6. Real-World Use Cases
Enterprises are already applying the model in practical scenarios. In customer support, an agent can process a screen recording of a user's issue while simultaneously analyzing uploaded call audio and checking data logs—all with one model. In finance, the model parses PDFs, spreadsheets, charts, and voice notes to generate comprehensive reports. Another example from early adopter H Company: agents can interpret full HD screen recordings in real time, something previously impractical. These use cases demonstrate how unified perception enables richer, faster, and more accurate agent responses.

7. How It Fits Into Agent Systems
Nemotron 3 Nano Omni is designed as a "perception sub-agent" within larger multi-agent systems. It works alongside more powerful models like Nemotron 3 Super and Ultra, or proprietary models, handling the sensory input—the “eyes and ears”—while other models focus on reasoning, planning, or action. This modular approach gives developers flexibility: they can use the Nano Omni for multimodal understanding and route complex tasks to larger models. The result is a scalable, cost-effective agent architecture that leverages the right model for each subtask.
8. Availability and Early Adoption
Nemotron 3 Nano Omni will be released on April 28, 2026, via Hugging Face, OpenRouter, build.nvidia.com, and more than 25 partner platforms. Early adopters include Aible, Applied Scientific Intelligence (ASI), Eka Care, Foxconn, H Company, Palantir, and Pyler. Companies like Dell Technologies, Docusign, Infosys, K-Dense, Lila, Oracle, and Zefr are currently evaluating the model. This broad interest highlights the demand for open, efficient multimodal models that can be deployed flexibly across industries.
9. Enterprise Benefits
For enterprises, the main advantages are lower costs and better scalability. The 9x throughput improvement means serving more users with the same hardware, reducing cloud spending. Leading multimodal accuracy ensures reliable outputs, critical for applications like document processing or customer-facing agents. Full deployment flexibility—the model can run on-premises, in the cloud, or at the edge—gives organizations control over data privacy and latency. Combined with an open license, this makes Nemotron 3 Nano Omni a production-ready choice for building intelligent agents.
10. The Future of Agentic AI
Gautier Cloix, CEO of H Company, notes that this model represents "a fundamental shift in how our agents perceive and interact with digital environments in real time." By unifying perception, Nemotron 3 Nano Omni enables agents that are not just faster but also more contextually aware.
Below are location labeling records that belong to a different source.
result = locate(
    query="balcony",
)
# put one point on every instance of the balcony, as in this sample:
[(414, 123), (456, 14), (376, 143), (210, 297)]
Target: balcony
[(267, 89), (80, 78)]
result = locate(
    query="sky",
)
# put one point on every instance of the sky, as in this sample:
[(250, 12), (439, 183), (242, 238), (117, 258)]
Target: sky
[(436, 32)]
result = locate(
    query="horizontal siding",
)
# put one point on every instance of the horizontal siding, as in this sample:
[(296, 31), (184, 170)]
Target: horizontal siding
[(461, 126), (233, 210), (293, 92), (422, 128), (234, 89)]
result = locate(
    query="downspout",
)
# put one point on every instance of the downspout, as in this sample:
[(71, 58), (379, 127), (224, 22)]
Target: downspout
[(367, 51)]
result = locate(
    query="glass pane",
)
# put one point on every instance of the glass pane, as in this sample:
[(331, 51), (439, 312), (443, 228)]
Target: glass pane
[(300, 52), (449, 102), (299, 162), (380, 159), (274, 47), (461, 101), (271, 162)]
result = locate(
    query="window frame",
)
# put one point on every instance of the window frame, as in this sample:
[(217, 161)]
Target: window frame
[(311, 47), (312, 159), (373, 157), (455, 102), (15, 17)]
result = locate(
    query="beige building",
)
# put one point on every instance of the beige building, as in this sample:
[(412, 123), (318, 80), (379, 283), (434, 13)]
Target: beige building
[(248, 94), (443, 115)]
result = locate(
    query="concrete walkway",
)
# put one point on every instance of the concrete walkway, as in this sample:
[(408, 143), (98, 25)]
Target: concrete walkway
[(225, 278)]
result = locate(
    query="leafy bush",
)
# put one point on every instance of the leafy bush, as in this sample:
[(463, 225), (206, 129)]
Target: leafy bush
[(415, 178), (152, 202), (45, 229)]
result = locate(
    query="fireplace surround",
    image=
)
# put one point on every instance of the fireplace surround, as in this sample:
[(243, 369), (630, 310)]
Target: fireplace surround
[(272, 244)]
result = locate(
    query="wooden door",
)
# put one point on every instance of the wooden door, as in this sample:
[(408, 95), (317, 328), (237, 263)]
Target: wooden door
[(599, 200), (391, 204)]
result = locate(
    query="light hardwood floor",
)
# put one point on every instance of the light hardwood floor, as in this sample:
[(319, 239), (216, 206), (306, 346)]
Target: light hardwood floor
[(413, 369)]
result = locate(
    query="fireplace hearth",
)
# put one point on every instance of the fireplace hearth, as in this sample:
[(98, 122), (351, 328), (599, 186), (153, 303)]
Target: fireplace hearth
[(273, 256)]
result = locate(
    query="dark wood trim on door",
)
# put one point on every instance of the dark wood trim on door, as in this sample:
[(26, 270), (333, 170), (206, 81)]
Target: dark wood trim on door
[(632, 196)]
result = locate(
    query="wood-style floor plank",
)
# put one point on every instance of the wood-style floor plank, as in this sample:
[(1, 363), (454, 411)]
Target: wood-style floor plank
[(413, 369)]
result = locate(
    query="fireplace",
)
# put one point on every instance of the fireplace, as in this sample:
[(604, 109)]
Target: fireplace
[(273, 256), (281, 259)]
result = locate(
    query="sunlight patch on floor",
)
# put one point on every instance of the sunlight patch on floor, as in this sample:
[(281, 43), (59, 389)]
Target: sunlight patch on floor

As multimodal models become standard, we can expect AI agents to handle complex workflows with human-like fluency—watching, listening, and reading simultaneously. This model sets a new baseline for what open multimodal AI can achieve, paving the way for the next generation of intelligent assistants.
In summary, NVIDIA's Nemotron 3 Nano Omni marks a major leap forward in multimodal AI. By integrating vision, audio, and language into a single, efficient model, it empowers enterprises to build faster, smarter, and more cost-effective agents. Whether you're in customer support, finance, or any field requiring rich sensory understanding, this open model offers a clear path to production. Keep an eye on its release—it could transform how you think about AI agent architecture.